The conversation regarding teaching and understanding abstraction/abstracted thoughts shaped the arc of my thinking for my final.

I am creating an environment/performance in which to explore the nature of representation, particularly in language. Kubler’s Shape of Time heavily influenced my interest in the replication of sound in my last piece. I’m now expanding the direction of the work to consider replication of thing into an image, representation of a thing in physical space and in language, and the lingual blur between fact and fiction. I’m interested in the conversation that has developed (in our class) of language and its intrinsic inability to create precise definitions and exact comprehension, but it’s success even through ambiguity.

Images/representations are criticized for inability to produce interaction and experience, but what new iteration of experience is created in image culture?

experience of a thing vs. an image

experience of a representation of a thing


The space:

I’m creating a swamp as a small community space. In the center there is a small wooden pool of water, algae, plants. It’s an agreeable temperature. Participants can hang their feet in the water if they please. This iteration sits somewhere between an image and representation of a “swamp,” out of context, but with descriptive similarities. Perhaps images and representations are the same.

There’s a ladder to the window. I’ll open the blinds. This is the “true” sky. On the wall there is a large projection of a changing skyscape. How do these experiences change especially when observing something so physically inaccessible?

The performance:

Jorge Luis Borges wrote an essay called “The Analytical Language of John Wilkins,” in which he criticizes John Wilkins concept of a “universal language,” where Wilkins proposes a system of more or less objective language holding exact meaning in the word itself.
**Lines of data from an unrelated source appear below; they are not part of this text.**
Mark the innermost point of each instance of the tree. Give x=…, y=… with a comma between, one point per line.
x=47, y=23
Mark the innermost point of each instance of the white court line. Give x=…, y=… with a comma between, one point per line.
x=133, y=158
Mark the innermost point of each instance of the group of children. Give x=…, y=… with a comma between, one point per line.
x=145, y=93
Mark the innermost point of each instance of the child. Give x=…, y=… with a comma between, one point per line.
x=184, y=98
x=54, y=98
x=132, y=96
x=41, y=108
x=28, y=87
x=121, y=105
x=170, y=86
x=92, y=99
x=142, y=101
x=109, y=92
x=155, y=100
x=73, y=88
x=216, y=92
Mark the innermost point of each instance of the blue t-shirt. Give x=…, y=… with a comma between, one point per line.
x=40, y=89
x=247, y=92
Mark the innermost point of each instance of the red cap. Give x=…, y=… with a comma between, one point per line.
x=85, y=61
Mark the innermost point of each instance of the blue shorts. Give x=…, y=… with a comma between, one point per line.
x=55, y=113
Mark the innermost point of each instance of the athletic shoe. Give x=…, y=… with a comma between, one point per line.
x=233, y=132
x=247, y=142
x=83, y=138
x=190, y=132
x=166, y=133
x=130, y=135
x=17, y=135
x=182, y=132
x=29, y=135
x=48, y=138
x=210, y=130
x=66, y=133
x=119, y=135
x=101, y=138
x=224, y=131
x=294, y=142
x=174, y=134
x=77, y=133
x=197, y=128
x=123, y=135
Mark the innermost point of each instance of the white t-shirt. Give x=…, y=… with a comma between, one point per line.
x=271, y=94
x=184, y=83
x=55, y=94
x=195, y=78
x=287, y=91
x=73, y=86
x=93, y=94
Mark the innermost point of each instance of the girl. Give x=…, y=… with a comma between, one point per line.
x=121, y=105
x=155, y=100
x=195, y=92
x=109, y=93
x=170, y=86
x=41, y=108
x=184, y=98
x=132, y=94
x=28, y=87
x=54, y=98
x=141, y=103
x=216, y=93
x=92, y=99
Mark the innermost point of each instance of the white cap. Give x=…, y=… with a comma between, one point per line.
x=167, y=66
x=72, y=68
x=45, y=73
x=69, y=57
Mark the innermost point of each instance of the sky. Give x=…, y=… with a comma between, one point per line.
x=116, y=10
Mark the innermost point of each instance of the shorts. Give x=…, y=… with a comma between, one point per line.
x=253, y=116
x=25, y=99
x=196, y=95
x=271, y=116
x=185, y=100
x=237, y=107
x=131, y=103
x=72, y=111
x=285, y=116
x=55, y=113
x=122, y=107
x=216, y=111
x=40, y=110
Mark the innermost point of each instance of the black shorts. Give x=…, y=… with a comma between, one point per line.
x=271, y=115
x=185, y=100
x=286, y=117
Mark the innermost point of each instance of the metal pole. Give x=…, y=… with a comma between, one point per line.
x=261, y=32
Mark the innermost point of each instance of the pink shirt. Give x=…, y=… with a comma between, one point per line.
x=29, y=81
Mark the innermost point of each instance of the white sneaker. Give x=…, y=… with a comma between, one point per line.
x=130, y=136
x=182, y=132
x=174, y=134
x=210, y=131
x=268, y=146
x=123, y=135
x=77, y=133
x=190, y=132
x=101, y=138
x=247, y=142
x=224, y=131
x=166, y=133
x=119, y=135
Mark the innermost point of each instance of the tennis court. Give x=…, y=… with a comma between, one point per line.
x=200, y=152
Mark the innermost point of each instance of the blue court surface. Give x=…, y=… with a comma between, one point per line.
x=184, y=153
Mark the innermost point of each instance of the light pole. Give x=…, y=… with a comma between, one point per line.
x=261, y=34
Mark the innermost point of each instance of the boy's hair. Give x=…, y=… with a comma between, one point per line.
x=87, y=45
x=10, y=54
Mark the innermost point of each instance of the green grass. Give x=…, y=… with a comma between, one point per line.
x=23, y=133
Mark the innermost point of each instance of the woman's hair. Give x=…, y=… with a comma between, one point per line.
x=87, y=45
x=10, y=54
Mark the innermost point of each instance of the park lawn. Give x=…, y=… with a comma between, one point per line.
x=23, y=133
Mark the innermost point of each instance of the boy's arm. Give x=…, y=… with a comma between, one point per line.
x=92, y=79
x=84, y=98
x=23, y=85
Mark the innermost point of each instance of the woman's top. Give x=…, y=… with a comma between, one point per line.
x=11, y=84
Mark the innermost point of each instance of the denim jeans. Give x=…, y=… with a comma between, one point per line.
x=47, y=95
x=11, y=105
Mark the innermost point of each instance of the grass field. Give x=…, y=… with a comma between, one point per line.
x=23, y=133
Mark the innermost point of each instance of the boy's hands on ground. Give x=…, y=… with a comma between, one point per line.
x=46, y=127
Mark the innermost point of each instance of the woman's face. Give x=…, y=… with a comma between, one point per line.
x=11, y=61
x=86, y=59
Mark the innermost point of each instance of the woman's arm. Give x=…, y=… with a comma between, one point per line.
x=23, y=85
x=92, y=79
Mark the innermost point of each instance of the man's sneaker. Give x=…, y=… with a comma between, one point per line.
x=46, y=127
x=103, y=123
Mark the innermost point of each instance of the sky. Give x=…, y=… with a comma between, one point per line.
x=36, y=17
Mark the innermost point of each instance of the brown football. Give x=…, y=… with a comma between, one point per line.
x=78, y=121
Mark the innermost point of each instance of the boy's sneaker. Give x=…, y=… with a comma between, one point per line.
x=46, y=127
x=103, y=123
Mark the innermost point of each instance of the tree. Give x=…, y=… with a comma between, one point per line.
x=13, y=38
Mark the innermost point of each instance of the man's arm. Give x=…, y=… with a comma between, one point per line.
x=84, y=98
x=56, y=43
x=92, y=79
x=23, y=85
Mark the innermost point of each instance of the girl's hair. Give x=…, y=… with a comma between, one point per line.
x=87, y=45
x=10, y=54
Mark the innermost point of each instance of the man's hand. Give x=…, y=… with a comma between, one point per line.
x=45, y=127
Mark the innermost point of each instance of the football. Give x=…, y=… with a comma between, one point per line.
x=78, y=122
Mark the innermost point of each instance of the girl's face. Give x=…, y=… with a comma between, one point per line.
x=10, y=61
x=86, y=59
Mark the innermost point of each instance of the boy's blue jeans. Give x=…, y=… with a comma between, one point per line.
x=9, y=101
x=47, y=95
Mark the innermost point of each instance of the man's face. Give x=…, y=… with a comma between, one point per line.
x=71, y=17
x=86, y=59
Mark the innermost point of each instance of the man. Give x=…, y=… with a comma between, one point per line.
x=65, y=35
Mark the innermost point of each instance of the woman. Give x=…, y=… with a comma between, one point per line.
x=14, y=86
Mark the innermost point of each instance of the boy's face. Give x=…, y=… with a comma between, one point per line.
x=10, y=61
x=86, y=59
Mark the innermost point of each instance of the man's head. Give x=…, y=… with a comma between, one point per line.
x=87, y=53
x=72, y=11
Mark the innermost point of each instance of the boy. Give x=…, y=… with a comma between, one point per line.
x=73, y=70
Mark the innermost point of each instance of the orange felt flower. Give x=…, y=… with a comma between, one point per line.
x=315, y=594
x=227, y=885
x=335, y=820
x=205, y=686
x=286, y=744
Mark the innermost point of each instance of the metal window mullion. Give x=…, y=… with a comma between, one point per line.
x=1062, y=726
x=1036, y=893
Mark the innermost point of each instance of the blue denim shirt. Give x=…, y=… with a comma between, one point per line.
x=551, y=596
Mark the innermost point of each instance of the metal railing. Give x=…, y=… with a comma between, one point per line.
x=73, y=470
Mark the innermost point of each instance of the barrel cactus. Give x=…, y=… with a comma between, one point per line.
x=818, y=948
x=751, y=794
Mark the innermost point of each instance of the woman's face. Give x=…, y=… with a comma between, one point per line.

“Wilkins’s system decomposes the entire universe of “things and notions” into successively smaller divisions and subdivisions, assigning at each step of this decomposition a syllable, consonant, or vowel. Wilkins intended for these conceptual building blocks to be recombined to represent anything on earth or in heaven. The basic example Borges gives is “de, which means an element; deb, the first of the elements, fire; deba, a part of the element of fire, a flame.”

Borges sees this as a fundamental impossibility.

“it is clear that there is no classification of the Universe not being arbitrary and full of conjectures.”

In this essay, Borges describes a translated Chinese list that seeks to describe all animals. It’s later revealed that this is entirely fictional and that he lied about finding this translation. He is suggesting that regardless of the attempted universality, language is, in a way, an arbitrary manner of socially organizing the world.

I am not positing this as correct or incorrect, just as a curious thought. I want to assign my classmates into these categories. During their time in the passive environment dealing with the same questions, I’ll give them their category, based on how I perceive them.

The list is ambiguous and nonsensical. Such is language, and somehow it’s easy to make some sense, and garner some feeling from many words, especially when applied to the self. The reason why I pair each individual with their category could be analyzed through my own thoughts, but is likely not based in rationality.

If they are unhappy with their classification, they can trade. They should trade. In addition to abstract extraction of meaning from this list, it’s exciting for me to see how I perceive the Other vs. how they perceive themselves. They might then consider how the Other considered them in their own reflection/perception of self.